L’un d’eux branche la radio. Ses potes s’occupent de la croque. Pas si frugale que ça. Froid, mais consistant : salade de turlu, gigot de gaudillo, fromage de brandule, fruits du jardin, café.
Le speaker interrompt tout à coup le programme de musique de chanvre. Il est tout essoufflé, surexcité, en pâmade. Il déclare comme ça qu’on vient d’apprendre la mort de Pedro Pantouflar, le chef de cabinet attaché de presse et d’embrassades. Une crise probablement cardiaque, vu sa promptitude, l’a terrassé alors qu’il s’apprêtait à passer à table. Suivent les mérites de cet homme de bien, héros de la Révolution, compagnon vachetement féal du divin Chiraco qu’il a servi avec un dévouement à toute épreuve, une persévérance naninanère et du chmoltoche à n’en plus pouvoir.
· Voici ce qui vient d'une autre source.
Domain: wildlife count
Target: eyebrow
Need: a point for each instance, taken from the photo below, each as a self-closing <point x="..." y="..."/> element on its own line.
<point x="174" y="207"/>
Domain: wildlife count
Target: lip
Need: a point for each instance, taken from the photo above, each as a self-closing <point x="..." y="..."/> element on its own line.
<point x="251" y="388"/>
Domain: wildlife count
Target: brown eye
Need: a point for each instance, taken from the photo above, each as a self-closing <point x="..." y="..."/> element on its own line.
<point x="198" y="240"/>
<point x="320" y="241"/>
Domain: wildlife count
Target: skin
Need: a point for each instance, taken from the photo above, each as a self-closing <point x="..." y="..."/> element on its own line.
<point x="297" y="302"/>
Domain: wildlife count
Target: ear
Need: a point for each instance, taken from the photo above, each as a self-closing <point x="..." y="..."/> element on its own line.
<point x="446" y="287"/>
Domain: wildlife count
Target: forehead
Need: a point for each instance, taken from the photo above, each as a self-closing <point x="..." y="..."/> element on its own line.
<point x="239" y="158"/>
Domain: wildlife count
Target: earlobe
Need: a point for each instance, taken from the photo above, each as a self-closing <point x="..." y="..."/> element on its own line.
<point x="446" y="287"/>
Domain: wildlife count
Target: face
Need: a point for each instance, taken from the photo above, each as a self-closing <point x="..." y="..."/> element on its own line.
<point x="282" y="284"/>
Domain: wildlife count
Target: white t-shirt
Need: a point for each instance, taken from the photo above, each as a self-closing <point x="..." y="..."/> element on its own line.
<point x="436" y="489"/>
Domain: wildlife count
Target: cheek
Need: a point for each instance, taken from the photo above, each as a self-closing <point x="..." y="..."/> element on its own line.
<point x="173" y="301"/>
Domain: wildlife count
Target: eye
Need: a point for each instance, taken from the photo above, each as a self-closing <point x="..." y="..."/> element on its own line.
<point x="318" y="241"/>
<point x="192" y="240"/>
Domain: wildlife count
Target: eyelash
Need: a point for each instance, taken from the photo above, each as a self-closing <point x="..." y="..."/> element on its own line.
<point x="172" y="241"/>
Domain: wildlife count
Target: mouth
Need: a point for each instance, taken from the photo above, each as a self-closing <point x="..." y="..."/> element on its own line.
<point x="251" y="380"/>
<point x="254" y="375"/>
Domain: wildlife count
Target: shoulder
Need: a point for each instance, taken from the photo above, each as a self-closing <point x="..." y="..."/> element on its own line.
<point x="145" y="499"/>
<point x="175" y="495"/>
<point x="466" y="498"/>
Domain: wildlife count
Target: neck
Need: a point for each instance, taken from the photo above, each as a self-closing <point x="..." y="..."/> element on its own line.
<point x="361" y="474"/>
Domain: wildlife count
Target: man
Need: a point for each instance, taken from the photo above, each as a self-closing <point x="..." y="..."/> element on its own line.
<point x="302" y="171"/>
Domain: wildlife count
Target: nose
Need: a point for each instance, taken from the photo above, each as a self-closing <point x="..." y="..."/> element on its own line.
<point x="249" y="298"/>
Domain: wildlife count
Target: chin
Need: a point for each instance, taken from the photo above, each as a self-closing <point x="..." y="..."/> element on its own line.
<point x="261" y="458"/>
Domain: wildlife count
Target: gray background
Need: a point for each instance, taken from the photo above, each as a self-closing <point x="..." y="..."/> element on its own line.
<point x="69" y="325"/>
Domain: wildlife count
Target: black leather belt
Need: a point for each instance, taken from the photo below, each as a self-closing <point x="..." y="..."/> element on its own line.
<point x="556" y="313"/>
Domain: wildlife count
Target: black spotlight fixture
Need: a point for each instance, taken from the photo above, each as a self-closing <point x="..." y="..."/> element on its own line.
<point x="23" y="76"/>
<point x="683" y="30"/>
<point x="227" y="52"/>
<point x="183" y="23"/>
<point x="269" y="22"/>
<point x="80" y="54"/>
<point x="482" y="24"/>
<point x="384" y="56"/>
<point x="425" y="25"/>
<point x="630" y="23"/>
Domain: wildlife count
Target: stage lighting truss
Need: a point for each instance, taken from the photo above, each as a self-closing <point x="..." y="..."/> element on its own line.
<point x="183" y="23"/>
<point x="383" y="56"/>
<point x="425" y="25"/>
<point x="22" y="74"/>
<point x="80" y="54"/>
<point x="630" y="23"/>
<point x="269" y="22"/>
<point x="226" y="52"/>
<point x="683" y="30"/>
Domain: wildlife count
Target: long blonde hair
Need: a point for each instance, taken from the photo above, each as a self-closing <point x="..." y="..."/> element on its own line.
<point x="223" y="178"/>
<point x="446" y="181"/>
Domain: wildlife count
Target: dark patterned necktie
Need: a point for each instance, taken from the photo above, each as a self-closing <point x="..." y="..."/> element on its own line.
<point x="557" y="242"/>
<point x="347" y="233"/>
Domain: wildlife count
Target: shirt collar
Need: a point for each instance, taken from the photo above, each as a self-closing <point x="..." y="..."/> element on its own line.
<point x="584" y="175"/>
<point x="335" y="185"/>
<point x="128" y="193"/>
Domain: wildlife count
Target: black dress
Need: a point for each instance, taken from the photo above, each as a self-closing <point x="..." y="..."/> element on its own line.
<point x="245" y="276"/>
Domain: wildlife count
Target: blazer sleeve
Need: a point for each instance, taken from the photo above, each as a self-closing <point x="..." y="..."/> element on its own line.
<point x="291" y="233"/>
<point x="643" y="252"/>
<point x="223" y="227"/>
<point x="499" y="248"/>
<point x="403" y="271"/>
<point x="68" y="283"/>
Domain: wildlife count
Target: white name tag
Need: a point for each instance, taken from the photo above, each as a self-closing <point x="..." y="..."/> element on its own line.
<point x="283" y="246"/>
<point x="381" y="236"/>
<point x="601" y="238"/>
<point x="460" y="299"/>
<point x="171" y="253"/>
Pantouflar laisse une pauvre mère accablée, une veuve en parfait état, et trois beaux enfants plus six filles. Aux suprêmes nouvelles, le président vénéré aurait décidé de lui décerner à titre posthume l’ordre du Trou Occulte et de la Banane, la plus haute récompense créée par le nouveau régime. Ses funérailles auront lieu demain matin en la cathédrale de Bravissimo, en présence des Corps constipés, d’un détachement de la garde à vue et du défunt drapé dans un drapeau, ce qui est la moindre des choses.
Les guérilleros explosent de joie. Ils déclarent qu’une pareille bonne nouvelle, ça s’arrose. Alors la tequila coule à flots. Mais le gars mézigue, fils unique et hautement préféré de Félicie, distille des arrière-pensées surchoix. Il se dit, le camarade Santantonio, que la crise cardiaque pourrait bien être consécutive à la rage de Chiraco. Ce dernier aura assouvi sa vindicte, comme on disait puis dans les feuilletons d’autrefois. Qui sait s’il n’a pas révolvérisé son chef de cagoinsses, ou s’il ne lui a pas arraché la veine jugulaire avec les ongles pour se passer les humeurs ?
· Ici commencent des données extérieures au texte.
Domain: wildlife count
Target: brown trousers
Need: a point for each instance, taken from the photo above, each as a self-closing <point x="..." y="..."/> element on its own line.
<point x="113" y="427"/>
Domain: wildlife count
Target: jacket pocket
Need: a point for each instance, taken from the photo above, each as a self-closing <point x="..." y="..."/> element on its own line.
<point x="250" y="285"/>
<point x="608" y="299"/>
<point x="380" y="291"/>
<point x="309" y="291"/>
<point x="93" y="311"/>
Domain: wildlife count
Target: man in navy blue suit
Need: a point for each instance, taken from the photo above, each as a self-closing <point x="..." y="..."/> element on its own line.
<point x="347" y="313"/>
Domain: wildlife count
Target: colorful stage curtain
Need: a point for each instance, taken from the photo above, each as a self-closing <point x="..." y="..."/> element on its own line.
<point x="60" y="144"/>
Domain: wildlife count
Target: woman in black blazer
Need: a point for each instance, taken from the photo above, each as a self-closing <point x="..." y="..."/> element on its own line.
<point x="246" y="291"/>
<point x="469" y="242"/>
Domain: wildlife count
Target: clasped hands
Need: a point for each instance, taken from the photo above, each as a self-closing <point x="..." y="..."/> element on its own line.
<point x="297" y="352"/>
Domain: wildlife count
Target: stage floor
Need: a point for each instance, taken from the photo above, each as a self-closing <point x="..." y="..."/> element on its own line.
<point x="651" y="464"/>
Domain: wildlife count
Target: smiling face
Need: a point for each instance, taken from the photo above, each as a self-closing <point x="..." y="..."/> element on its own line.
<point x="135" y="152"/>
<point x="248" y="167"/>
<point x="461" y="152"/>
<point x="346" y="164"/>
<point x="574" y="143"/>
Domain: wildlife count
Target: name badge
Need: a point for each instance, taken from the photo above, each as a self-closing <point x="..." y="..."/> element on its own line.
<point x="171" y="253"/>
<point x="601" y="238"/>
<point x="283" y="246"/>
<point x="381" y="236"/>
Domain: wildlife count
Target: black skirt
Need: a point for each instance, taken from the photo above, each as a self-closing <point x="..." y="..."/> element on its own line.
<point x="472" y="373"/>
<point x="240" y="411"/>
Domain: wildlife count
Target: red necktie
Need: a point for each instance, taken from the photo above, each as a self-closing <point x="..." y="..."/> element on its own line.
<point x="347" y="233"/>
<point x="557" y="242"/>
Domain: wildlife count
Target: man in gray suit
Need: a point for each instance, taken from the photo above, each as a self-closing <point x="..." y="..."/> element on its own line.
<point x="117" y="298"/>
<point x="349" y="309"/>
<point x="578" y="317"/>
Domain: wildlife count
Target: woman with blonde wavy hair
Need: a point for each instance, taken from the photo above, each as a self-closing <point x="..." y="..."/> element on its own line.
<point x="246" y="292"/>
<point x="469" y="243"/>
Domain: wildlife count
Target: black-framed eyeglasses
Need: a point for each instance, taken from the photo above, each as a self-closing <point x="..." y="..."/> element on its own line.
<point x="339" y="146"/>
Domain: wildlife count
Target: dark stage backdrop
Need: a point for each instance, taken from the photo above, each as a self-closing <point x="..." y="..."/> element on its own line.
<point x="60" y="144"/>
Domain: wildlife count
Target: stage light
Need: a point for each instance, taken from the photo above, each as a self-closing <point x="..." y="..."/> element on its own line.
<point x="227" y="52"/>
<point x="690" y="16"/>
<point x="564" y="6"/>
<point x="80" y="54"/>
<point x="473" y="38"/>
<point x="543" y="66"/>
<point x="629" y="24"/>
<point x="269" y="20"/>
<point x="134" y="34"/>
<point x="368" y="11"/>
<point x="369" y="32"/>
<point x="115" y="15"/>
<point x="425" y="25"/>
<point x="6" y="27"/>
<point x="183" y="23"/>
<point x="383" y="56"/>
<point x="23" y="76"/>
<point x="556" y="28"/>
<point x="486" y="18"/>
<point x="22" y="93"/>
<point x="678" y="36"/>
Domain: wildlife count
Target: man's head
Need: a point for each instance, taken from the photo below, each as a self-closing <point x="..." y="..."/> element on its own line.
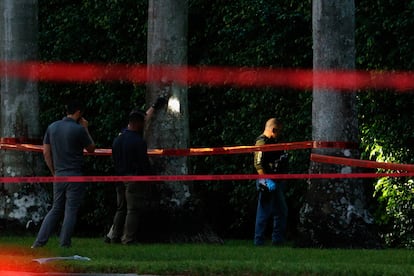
<point x="74" y="108"/>
<point x="272" y="128"/>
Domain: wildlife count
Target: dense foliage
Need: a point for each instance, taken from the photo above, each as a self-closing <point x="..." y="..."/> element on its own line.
<point x="261" y="33"/>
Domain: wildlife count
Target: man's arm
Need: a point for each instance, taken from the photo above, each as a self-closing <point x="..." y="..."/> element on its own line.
<point x="47" y="154"/>
<point x="91" y="147"/>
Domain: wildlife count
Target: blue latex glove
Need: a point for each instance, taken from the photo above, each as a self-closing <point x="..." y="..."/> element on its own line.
<point x="266" y="185"/>
<point x="271" y="185"/>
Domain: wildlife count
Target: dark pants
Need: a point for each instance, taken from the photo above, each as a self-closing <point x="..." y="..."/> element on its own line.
<point x="271" y="205"/>
<point x="67" y="198"/>
<point x="132" y="201"/>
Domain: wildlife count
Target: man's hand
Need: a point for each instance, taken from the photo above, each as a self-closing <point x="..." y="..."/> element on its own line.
<point x="266" y="185"/>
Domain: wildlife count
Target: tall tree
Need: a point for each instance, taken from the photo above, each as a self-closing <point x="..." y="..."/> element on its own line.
<point x="334" y="212"/>
<point x="169" y="127"/>
<point x="19" y="105"/>
<point x="167" y="45"/>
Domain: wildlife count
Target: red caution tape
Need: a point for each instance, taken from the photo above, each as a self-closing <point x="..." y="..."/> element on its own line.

La bamboula se poursuit jusqu’à une heure avancée de l’ennui, dans la grotte des francs-tireurs. Quand ils ont bien lichetrogné, ces messieurs décident de s’embourber mes compagnes. Je fais part à ces dernières de ce vœu pieux. Il n’a rien qui puisse effaroucher des personnes de leur condition. Et même, elles trouvent fière allure à ces hors-la-loi aux muscles tendus et à la peau luisante, aux chibres prometteurs, aux dents de loup, et t’essaieras et t’essaieras…
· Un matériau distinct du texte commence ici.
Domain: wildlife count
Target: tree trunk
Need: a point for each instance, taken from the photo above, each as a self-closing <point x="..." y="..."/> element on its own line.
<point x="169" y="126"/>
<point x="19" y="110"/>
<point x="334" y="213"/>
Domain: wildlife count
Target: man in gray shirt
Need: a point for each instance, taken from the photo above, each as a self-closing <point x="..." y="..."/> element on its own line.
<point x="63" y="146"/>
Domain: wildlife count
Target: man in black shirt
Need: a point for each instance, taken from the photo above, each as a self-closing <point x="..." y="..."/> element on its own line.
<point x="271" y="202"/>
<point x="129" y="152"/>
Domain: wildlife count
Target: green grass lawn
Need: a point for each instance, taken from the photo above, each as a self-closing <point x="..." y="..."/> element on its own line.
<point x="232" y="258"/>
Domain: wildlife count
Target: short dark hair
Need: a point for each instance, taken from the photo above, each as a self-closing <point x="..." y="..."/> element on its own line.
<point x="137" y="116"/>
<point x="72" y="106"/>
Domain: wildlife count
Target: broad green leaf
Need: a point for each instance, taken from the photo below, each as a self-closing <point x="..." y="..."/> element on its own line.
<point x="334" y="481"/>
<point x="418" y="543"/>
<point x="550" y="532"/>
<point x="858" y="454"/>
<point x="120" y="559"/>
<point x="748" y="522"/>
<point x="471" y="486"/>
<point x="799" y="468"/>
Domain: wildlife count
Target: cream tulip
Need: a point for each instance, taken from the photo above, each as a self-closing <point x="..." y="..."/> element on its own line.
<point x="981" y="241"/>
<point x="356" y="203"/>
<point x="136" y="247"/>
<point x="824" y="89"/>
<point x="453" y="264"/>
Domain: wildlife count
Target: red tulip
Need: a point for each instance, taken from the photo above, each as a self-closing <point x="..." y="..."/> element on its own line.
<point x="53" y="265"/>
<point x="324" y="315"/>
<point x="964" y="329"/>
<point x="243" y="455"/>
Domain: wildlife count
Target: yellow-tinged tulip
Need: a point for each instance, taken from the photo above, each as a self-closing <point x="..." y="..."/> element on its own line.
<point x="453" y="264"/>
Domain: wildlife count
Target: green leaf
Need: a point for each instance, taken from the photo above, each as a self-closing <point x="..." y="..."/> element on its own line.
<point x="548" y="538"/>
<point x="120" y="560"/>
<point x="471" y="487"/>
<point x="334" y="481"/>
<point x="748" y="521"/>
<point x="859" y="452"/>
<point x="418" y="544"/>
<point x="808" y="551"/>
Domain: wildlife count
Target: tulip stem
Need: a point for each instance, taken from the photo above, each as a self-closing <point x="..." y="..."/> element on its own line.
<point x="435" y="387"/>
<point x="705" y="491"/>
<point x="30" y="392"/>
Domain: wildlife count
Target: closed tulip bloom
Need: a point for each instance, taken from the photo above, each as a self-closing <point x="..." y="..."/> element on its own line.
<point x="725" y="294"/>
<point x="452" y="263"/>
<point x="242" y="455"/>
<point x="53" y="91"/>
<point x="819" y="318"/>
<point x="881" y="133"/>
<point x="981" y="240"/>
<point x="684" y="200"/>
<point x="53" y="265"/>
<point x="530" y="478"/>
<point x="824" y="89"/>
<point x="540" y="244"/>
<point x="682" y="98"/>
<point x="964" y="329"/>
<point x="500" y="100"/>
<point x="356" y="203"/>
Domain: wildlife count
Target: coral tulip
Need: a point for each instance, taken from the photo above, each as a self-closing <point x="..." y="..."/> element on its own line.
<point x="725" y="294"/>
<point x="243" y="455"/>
Alors une vaillante partie d’oignon s’engage. La vraie débauche. Je me dis que je pourrais en profiter pour essayer quelque chose, seulement le chef de la compagnie n’est pas tombé de la dernière pluie (c’est le cas d’y dire) et un homme armé est toujours de permanence pour me surveiller tandis que ses potes bavouillent à tout berzingue. Je dois préciser, pour cautionner la vérité de mon récit, que ces zigotos brossent comme des patates. Eux, ils se tamponnent des fioritures. La pipette moldave, l’enfourchement en danseuse, le trot viennois ne les intéressent pas le moins du chose. Depuis l’arrivée de Christophe Colomb, ça lime à la papa dans les Amériques. La baisouille franche et massive, le pif dans l’oreiller, avec de temps à autre un mouvement de crawleur pour assurer l’oxygénation du mec. Simplement, ce qu’il faut leur reconnaître, c’est qu’ils ont le cul à ressort, les gueux. Charogne ! De vrais lapins. Mille aller-retour-seconde ! Les miss, elles useraient d’un vibro masseur, elles ne s’apercevraient pas de la différence, comme on dit à France Inter. Ces « ombres », tu les verrais piquer leur sprint, t’en serais sidéré. Tout le peloton au coude à coude, dans un mouchoir, à tringler follement pour franchir le premier la ligne d’arrivée. Tout ça sans un mot. Du contre-la-montre de grand style. Juste que t’entends le bruit saccadé de leur respiration, et la plainte forcenée du sommier qu’on ébroue[10].